Martin Friebe schrieb:
> Marco van de Voort wrote:
>> In our previous episode, Martin Friebe said:
>>  
>>> Of course they are still there, to be used in the few parts of your
>>> code, where you specialize on whatever string type you deal with.
>>> But otherwise, using  RTLString  IMHO will abandon this part of
>>> pascal syntax.
>>>     
>> It removes ASCII legacy. I don't see you complaining about the fact that
>> char is not 8 bit anymore, and that that abandons that part of the pascal
>> syntax.
>>   
> It does not abandon the syntax.  It only adds to it's meaning (*adds*,
> any existing meaning is unaltered.).
> 
> I can still do:  foo[1]  for *any* type of string. (well yes even
> RTLstring, but see below)
> - If string happens to be an old ascii string, that still works as it
> always has
> - If string happens to be any unicode => that is still the same syntax,
> but with a new meaning.
>  The new meaning doe snot break anything, because it only applies to new
> types.
>  It is usable too, because I know, I am dealing with codepoints, or sub
> code points. And I know how they look, and how to identify them
> 
> The introduction of RTLString is fine. I do say it is a good thing.
> RTLString does not interfere with the above. In fact even for RTLstring
> the syntax  foo[1]  does exist. Just it is not useful. If I tread it as
> utf8 sub code point, I can be wrong. If I tread it as ascii, I can be
> wrong. If I tread it as UTF16 I can be wrong
> 
> My argument was not against RTLString. However it was my understanding
> that RTL functions will "enforce" RTLString.
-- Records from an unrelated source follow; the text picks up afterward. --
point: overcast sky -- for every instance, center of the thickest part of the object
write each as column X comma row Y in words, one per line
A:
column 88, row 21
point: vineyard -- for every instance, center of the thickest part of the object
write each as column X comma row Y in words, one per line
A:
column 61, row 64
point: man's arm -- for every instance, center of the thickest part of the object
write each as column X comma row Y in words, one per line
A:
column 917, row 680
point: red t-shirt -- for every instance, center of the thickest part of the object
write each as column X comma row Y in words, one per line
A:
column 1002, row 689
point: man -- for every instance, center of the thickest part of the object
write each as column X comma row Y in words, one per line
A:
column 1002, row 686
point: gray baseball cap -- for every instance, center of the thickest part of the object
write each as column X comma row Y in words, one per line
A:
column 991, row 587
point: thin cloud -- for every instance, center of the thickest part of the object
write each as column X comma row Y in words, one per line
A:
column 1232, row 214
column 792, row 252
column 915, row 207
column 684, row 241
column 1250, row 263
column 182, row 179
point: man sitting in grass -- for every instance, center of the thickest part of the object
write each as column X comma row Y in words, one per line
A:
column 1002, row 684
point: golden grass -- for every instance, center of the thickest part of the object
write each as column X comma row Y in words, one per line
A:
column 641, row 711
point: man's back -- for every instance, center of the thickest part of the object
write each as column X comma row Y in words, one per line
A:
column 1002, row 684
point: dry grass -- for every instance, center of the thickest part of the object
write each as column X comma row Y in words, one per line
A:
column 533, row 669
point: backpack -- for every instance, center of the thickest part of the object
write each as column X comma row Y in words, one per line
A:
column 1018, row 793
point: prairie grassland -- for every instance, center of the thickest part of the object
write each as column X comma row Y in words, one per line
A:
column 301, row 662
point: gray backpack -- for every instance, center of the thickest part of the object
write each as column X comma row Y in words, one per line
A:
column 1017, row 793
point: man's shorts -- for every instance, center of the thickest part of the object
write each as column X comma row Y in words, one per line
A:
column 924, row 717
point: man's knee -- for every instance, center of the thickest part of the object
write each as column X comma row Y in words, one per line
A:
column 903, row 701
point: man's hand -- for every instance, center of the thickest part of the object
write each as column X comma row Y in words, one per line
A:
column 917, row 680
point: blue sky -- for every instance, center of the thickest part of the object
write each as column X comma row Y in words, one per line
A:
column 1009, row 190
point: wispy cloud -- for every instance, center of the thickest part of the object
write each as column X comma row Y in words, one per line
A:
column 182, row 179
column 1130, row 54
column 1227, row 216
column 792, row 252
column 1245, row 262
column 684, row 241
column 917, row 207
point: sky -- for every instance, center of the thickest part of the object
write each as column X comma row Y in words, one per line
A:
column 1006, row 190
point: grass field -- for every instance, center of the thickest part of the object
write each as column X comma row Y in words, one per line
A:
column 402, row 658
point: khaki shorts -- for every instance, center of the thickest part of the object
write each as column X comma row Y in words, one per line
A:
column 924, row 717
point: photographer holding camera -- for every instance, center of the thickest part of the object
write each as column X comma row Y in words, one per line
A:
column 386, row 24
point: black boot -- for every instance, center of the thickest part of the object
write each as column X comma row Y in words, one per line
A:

That they will only exist
> for RTLString, and they will *not* exist for other string types.
> That I would call enforcing RTLString, because of penalties on using
> other string types.
> 
> I acknowledge, that if the end result of calling the RTL function, is an
> OS call, the conversation/penalty is always there. But not every RTL
> function ends up in an OS call.
> 
>>> I admit that the Problem started (and that has been discussed more
>>> than enough) starts with UTF8string (yes even with utf16 string). But
>>> in this case those functions became a new, but predictable meaning. I
>>> can do utf8string[1], and I can use the result. Only I have to be
>>> aware what it means.
>>>     
>>
>> Yes. As widestring[1] also requires interpretation. That's unicode.
>>   
> See above: Yes it requires interpretation. But it allows me to do so
> 
> I can not see how I can interpret RtlString[1]. If the result is bigger
> than 128, then I must know what type it is. If it is ANSI, it is a
> single byte char. If it is utf8, it is a sub-codepoint which will be
> part of a codepoint.
> If it is widestring, well yes, here breaks my assumption that
> RtlString[1] returns a byte.... ouch
> 

I see this as a theoretic consideration. Please give a real world (!)
code example when this causes a problem.

If you assign the result of an rtl function to an rtlstring, this means
you don't care about the type of rtlstring[1] or the knowledge, that
it's type is rtlchar is enough for you. If you assign it to an
ansistring/widestring whatever, you know what you get.